Het wordt tijd dat de Financiële-verhoudingswet – stammend uit 1897 – wordt aangepast en de gemeentelijke belastingen een bredere basis krijgen. Een uitbreiding van de gemeentelijke belastingen moeten wel landelijk gecompenseerd worden door belastingverlagingen.
Bij waterschappen is er een directe relatie tussen uitgaven en te innen belastingen. Dat maakt bestuurders veel kritischer als het gaat om geld uitgeven. Het moet immers uit de zak van de burger (kiezer) gehaald worden. Vragen om meer geld bij het Rijk is een ondergraving van de eigen autonomie. Ook als het gaat om de WMO of de jeugdzorg moeten gemeenten en haar bestuurders afleren naar het Rijk te kijken. Als je zelf de baas wil zijn over het hoe, wat en wanneer dan moet je ook de consequenties aanvaarden. In 2015 hadden de gemeenten via de VNG NEE moeten zeggen tegen het overgaan van taken zonder daarbij de passende middelen. Het kan nog steeds.
LEG DE SLEUTEL MAAR OP DE DOODKIST van de jeugdzorg en de WMO.

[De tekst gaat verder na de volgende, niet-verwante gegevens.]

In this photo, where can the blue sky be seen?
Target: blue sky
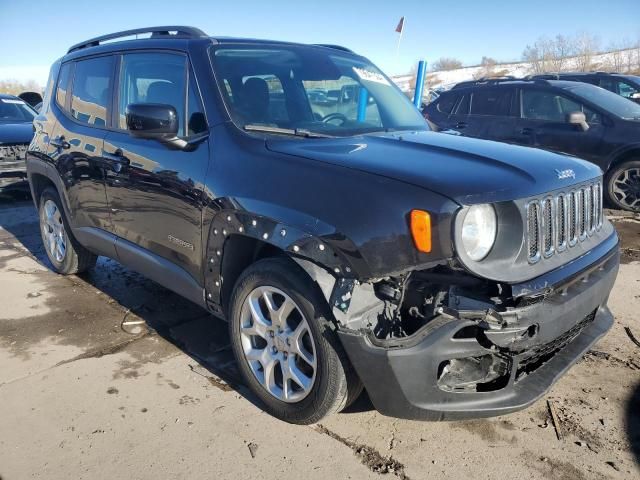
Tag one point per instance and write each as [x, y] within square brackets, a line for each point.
[33, 33]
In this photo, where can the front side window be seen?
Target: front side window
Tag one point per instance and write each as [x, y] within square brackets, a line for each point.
[608, 101]
[627, 90]
[547, 105]
[13, 109]
[153, 78]
[91, 92]
[312, 89]
[491, 101]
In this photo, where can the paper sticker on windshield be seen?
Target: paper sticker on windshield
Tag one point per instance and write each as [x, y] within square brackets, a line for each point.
[370, 76]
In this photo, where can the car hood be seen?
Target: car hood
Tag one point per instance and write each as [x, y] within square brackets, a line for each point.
[466, 170]
[15, 132]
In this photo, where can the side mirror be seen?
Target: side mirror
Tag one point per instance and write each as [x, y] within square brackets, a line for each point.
[152, 120]
[578, 119]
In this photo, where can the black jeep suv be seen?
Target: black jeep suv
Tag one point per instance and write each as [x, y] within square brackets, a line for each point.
[346, 247]
[16, 131]
[564, 116]
[627, 86]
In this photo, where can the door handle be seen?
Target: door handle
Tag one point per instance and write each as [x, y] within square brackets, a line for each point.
[60, 142]
[116, 159]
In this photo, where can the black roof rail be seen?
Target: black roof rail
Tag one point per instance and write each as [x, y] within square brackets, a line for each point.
[336, 47]
[180, 32]
[496, 81]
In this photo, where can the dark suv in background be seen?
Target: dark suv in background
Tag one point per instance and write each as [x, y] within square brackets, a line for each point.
[16, 131]
[564, 116]
[344, 242]
[627, 86]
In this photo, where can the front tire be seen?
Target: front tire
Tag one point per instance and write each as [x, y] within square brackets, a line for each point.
[286, 346]
[623, 186]
[66, 255]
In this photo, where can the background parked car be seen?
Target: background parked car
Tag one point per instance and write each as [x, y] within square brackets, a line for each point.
[564, 116]
[627, 86]
[16, 131]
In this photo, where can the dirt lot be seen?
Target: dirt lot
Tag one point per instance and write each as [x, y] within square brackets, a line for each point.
[108, 375]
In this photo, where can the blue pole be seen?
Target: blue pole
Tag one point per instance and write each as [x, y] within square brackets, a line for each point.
[362, 104]
[417, 97]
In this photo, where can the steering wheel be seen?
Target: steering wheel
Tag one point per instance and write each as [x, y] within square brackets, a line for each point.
[335, 116]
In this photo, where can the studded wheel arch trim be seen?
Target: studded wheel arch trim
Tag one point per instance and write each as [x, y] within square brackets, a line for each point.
[278, 344]
[626, 187]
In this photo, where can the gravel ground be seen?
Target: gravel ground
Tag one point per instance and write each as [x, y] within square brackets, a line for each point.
[108, 375]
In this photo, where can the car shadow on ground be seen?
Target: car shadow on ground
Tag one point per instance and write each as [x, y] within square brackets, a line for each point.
[632, 423]
[180, 322]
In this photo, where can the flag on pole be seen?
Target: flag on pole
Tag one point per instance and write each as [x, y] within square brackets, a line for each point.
[399, 29]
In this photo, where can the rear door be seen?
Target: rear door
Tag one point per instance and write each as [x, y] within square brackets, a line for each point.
[154, 191]
[491, 113]
[543, 123]
[82, 104]
[479, 109]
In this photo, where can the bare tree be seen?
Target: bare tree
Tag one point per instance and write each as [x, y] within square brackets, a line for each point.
[586, 47]
[446, 63]
[487, 66]
[562, 48]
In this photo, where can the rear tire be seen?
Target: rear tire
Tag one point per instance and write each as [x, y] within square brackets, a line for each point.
[299, 378]
[64, 252]
[623, 186]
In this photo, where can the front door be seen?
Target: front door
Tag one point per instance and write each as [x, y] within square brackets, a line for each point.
[154, 190]
[544, 124]
[82, 103]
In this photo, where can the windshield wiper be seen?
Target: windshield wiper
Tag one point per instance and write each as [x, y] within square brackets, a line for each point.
[297, 132]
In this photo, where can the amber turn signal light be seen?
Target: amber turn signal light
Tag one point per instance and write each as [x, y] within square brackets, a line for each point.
[421, 230]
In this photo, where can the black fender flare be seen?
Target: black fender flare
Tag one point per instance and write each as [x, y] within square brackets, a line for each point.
[614, 157]
[318, 255]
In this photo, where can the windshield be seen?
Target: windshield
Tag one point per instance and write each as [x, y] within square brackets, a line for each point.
[607, 100]
[315, 90]
[14, 110]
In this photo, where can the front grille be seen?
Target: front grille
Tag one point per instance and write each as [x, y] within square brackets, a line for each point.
[543, 353]
[555, 223]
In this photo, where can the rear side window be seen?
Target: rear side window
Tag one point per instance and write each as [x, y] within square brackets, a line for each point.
[491, 101]
[63, 85]
[446, 103]
[91, 94]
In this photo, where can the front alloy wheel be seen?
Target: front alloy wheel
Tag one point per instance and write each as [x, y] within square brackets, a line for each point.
[53, 233]
[285, 343]
[278, 344]
[624, 186]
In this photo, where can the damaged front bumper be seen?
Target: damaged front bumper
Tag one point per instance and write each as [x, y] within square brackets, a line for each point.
[456, 367]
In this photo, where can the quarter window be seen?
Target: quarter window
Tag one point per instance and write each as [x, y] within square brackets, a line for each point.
[92, 90]
[197, 122]
[63, 85]
[491, 102]
[153, 78]
[446, 103]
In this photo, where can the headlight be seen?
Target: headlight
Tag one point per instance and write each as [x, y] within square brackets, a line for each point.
[479, 231]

Een andere manier om de noden van de gemeenten beter onder de aandacht te krijgen van de Rijksbestuurders is om de verkiezing van de Eerste Kamer te herzien. Nu worden de leden van de Eerste Kamer gekozen door de Statenleden. Wil je dat bij wetgeving de belangen van de lagere overheden echt meegewogen worden dan zou een verkiezing door de bestuurders van de lagere overheden behulpzaam zijn. Want gekozenen zijn geneigd de belangen van hun kiezers in de gaten te houden. Laat de circa 8,5 duizend raadsleden pakweg 50 Eerste Kamerleden kiezen en de bijna 600 Statenleden 12 en de ruim 600 waterschapbestuurders 13. Ik ben ervan overtuigd dat er dan op een andere manier naar de relatie tussen de landelijk overheid en de lagere overheden gekeken zou worden.
Als raadslid en als waterschapbestuurder ervaar ik al meer dan 30 jaar de bestuurlijke kneveling door het Rijk middels wet en regelgeving en bij de gemeente de wel heel benauwende financiële ketens. Op tijdens mijn 12-jarig statenlidmaatschap (1991-2003) ervoer ik ook de benauwende banden met het Rijk, zij het dat Eerste Kamerleden voor mij als Statenlid goed bereikbaar waren!
Het wordt tijd voor een andere omgang tussen de overheden, te beginnen met een herziening van de Financiële-verhoudingswet en de wijze van verkiezing van de Eerste Kamer.